The family that brought the Viet-Cajun food craze to Boston has opened a branch in Randolph.
Mike Le, a brother in the family that owns Brother’s Crawfish in Dorchester, runs Orleans Crawfish with his wife, Trang, and another couple. The cozy spot, located in a hidden corner in the Sudbury Farms Plaza, offers Cajun-style seafood served with a Vietnamese twist. It opened in December and retains the Hearth Stone name because the liquor license is held by the building’s owner.
Le said opening this winter was a challenge because of the weather, but business has been picking up, especially with repeat customers.
“We’re trying to bring the taste of Southeast Asian cuisine and mix in Cajun style,’’ Le said. “Locals find it intriguing.’’
He said the most popular dish has been its signature crawfish boil, which is offered three ways: original Cajun, garlic butter, or extra spicy.
One taste of the crawfish and you’ll understand its popularity. The steaming heap of red crustaceans beckons with a heady aroma. The firm tail meat, which can be dunked in the accompanying sauces, reminds one of miniature lobster tails. The head contains the most flavorful juices, and experienced diners slurp up every messy drop.
A pound of crawfish costs $10 for dinner, but the lunch special is $8 per pound, and $35 for a four-pound feast, which also comes with four sides (corn, sausage, potatoes, fries, or bread).

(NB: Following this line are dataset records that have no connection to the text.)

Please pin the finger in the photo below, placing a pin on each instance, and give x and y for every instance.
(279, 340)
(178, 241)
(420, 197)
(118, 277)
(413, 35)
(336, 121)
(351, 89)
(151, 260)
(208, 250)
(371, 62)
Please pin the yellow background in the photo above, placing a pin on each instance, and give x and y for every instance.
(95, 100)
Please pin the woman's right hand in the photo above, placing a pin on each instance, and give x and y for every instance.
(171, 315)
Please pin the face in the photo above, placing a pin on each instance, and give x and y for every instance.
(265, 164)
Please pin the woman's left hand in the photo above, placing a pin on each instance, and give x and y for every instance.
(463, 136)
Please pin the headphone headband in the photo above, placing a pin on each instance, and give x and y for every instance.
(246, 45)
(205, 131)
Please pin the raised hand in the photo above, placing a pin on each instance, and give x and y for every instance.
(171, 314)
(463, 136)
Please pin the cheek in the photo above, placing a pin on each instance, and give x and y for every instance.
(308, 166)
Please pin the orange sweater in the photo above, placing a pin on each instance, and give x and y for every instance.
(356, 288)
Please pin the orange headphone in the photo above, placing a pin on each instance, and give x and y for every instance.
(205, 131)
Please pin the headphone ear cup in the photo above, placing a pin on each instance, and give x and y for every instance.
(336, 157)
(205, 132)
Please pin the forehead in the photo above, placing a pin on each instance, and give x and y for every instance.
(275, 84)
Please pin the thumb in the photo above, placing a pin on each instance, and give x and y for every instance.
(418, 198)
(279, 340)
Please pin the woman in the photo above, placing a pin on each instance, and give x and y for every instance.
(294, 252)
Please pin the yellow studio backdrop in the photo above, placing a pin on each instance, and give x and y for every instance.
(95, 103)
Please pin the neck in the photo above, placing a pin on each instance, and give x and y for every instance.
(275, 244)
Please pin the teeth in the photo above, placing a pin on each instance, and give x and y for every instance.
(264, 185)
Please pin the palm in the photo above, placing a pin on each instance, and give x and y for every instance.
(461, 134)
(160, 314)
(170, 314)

If you don’t want to deal with the mess of cracking crawfish with your fingers, opt for the crawfish fried rice ($6.25). The tender, red crawfish chunks add a bright taste and color to flavorful stir-fried rice. It’s a feast for both palate and eyes.
Don’t miss the chicken wings ($6.50 for eight) offered in a variety of glazes, the most popular being its Vietnamese sauce. The wings are first deep-fried, then sauteed with a citrusy/spicy/fish sauce coating that makes for tender, juicy chicken.
If you’re in a large party, go for the Orleans platter appetizer ($15). With six wings, egg roll (or spring roll), calamari, and bacon-wrapped scallops, the dish offers a variety of tastes and textures.
For more familiar Cajun-style dishes, there’s the oyster po’ boy sub ($6.25 lunch/ $8 dinner). The large oysters, battered and perfectly fried, were stuffed in a delectably crusty baguette and came with a heaping plate of Cajun fries. Instead of oysters, you can opt for shrimp, fish, or clams.
The fish combos will satisfy anyone with a hankering for fried seafood. For $12, catfish, tilapia, and shrimp are offered in any combination you prefer and come with any two sides. The kitchen managed to fry everything crisp and golden, without any greasiness.
Finish off your meal with red bean ice cream, flan, or a pair of beignets (desserts $3.25). The fried dough, soft and warm with a generous covering of powdered sugar, was a big hit with the kids.
My quibble with the menu is that it is heavy on the deep-fried, but light on fresh Southeast Asian offerings. Le said they’ve heard that complaint and are in the process of adding 10 dishes to the menu. Among them will be clear noodles stir-fried with crab meat, string beans sauteed with shrimp paste, beef-wrapped betel leaves, and banh mi (Vietnamese sandwich).
The addition of banh mi makes sense, since Le also owns the popular Mike’s Banh Mi on Harrison Avenue in Boston’s Chinatown. The family also runs the Ba Le sandwich shops, two of which are in Dorchester, and a third is in the Kam Man Marketplace in Quincy. Area residents who have enjoyed the fresh, clean favors of Vietnamese sandwiches will rejoice that the option will soon be available in Randolph.
Le said he doesn’t plan to offer pho, the famous Vietnamese noodle soup, because Randolph already has a great pho place, Pho So 1 Boston, nearby in the Shaw’s plaza. But he’s considering offering hot pot if the town’s fire code allows it.
The restaurant has a full bar and a function room with a stage that is used for karaoke and live music. Le believes town officials have been wary of the restaurant because of the building’s history as a troubled nightclub. While operating as the Vault Room and the Copa Grand Oasis, the place was the scene of stabbings and fights and required frequent visits by police. The nightclub was transformed to the Hearth Stone restaurant in July 2009.
Le, who lives in Braintree, said Randolph’s diversity makes it an ideal location for an Asian/Cajun family-friendly place, and hopes to buy the building once the restaurant is more established. His first step in that direction is to request approval to install a more prominent sign on Main Street.
“We have a firm belief that a good, honest business will do well,’’ said Le.